- VCD cover
- Directed by: Dinesh Baboo
- Written by: Dinesh Baboo
- Produced by: D Venkatesh Naidu; Rajeev K;
- Starring: Ramesh Aravind; Komal; Sharan; Asha Latha; Nandini Vittal;
- Music by: Suma Shastry
- Release date: 6 November 2009;
- Country: India
- Language: Kannada

= Mooru Guttu Ondu Sullu Ondu Nija =

Mooru Guttu Ondu Sullu Ondu Nija is a 2009 Indian Kannada-language comedy drama film written and directed by Dinesh Babu. The film stars Ramesh Aravind in the lead role. Komal, Asha Latha and Sharan appear in supporting roles.

==Plot==
The entire movie was shot in a single house. A family has four children with Komal, the eldest son, and three girls. The overall movie is a drama taking place in a house in one day. The parents are scheduled for a one-day trip to Tirupati. The children, knowing about it, the elder three children inform their lovers to come to their home.

The comedy starts when their aunt comes to sleep in their home.
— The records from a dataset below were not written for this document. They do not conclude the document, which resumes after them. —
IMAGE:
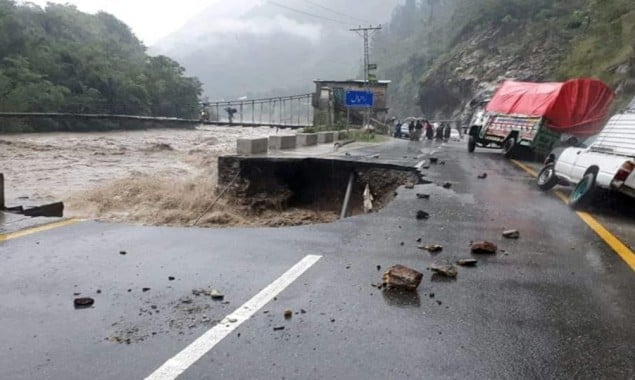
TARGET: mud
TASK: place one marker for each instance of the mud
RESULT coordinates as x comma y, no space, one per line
164,177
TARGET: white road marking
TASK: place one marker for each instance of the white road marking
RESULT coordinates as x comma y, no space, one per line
178,364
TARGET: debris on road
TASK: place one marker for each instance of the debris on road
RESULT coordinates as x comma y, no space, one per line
422,215
434,248
447,270
511,234
402,277
84,302
216,295
484,247
467,262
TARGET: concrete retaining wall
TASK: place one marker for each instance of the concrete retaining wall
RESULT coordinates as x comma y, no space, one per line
282,142
325,137
252,146
306,139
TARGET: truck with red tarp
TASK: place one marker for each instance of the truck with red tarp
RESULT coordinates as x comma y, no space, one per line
534,116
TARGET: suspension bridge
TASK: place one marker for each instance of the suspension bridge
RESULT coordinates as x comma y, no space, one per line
295,111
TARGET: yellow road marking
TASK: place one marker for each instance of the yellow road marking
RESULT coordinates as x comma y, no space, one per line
611,240
34,230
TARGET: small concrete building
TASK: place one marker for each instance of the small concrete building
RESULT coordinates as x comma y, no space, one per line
329,101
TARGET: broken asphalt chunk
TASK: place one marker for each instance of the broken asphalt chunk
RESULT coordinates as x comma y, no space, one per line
446,270
422,215
216,295
434,248
467,262
84,302
484,247
402,277
511,234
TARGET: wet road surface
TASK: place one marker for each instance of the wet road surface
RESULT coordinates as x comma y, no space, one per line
557,303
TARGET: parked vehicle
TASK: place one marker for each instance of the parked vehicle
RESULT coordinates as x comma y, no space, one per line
608,162
534,115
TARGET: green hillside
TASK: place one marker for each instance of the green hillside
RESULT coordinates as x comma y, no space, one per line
61,60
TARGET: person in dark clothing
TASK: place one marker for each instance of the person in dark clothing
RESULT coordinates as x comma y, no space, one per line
429,130
418,129
447,131
439,132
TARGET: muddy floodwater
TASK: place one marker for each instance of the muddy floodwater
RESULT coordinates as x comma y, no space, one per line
157,177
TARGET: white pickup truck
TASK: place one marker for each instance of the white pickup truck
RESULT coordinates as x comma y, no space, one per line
608,162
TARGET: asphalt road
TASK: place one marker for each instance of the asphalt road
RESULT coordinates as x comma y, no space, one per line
557,303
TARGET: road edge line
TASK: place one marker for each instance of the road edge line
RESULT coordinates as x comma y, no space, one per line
622,250
183,360
34,230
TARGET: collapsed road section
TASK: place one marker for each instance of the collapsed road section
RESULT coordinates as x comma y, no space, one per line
338,187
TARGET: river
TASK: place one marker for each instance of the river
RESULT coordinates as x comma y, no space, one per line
157,177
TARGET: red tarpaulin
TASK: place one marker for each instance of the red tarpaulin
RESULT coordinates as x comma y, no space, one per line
577,107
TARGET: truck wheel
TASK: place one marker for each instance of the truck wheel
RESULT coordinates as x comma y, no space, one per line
583,191
508,147
471,144
547,178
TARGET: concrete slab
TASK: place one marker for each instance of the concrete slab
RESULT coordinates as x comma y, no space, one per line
282,142
325,137
252,146
306,139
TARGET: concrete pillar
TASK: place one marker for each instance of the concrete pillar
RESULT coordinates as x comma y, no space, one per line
2,205
282,142
306,139
252,146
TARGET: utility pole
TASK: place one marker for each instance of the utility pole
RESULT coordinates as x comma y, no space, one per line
365,33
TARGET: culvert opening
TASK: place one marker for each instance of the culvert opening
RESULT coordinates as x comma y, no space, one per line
278,187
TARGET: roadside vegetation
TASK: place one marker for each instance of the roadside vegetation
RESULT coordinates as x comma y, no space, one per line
58,59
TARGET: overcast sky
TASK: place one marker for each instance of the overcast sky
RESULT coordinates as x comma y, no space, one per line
150,20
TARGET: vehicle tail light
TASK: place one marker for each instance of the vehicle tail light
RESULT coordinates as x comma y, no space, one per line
622,174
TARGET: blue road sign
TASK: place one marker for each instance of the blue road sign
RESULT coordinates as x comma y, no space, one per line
359,99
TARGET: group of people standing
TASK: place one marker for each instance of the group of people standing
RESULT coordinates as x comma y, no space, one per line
416,127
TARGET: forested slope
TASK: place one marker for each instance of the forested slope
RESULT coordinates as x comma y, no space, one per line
61,60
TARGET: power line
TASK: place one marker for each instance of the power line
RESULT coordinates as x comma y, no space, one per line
308,14
334,11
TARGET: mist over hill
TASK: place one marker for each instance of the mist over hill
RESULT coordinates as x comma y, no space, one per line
260,48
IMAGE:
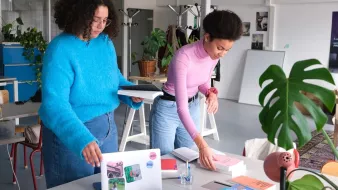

The lovers are supposed to hide in their rooms to not be seen by other siblings and the aunt. After some time Appu arrives with some relational links and sleeps in their home. He visits each of the children's rooms and the children hide their lovers. The next day when the parents arrive, various truths are exposed to them with some hard feelings.

==Cast==

- Ramesh Aravind as Appu
- Komal as Siddaramu a.k.a. Siddu
- Nancy as Sonu
- Sharan
- Mandya Ramesh
- Asha Latha as a deaf aunty
- Srinivasa Murthy as an affluent person
- Sudha Belawadi

==Production==
The film was shot in about ten to twenty days.

== Reception ==
=== Critical response ===

R G Vijayasarathy of Rediff.com scored the film at 3 out of 5 stars and says "Ramesh and Asha Latha shout in most of the sequences and this could have been avoided. And slapping on the cheek is another irritating factor in the film and it is certainly not comedy. Still, Mooru Guttu Ondhu Sullu Ondhu Nija is an enjoyable healthy comedy and a film like this has to be encouraged". A critic from The New Indian Express wrote "The film has no gory stunt scenes. It has only one song Yeddelo Madesha. Music director Suma Shastri has provided good background music. It is a worthy watch for families". BSS from Deccan Herald wrote "story takes a sentimental turn, but kudos to all the principal characters for not losing their poise. Though Ramesh’s dialogues smack of urbane intelligence, the actor doesn’t make it obvious. Komal is simply howlarious while Ashalatha comes second. ‘3Guttu, ondu sullu...’ is one of those films that can be viewed comfortably".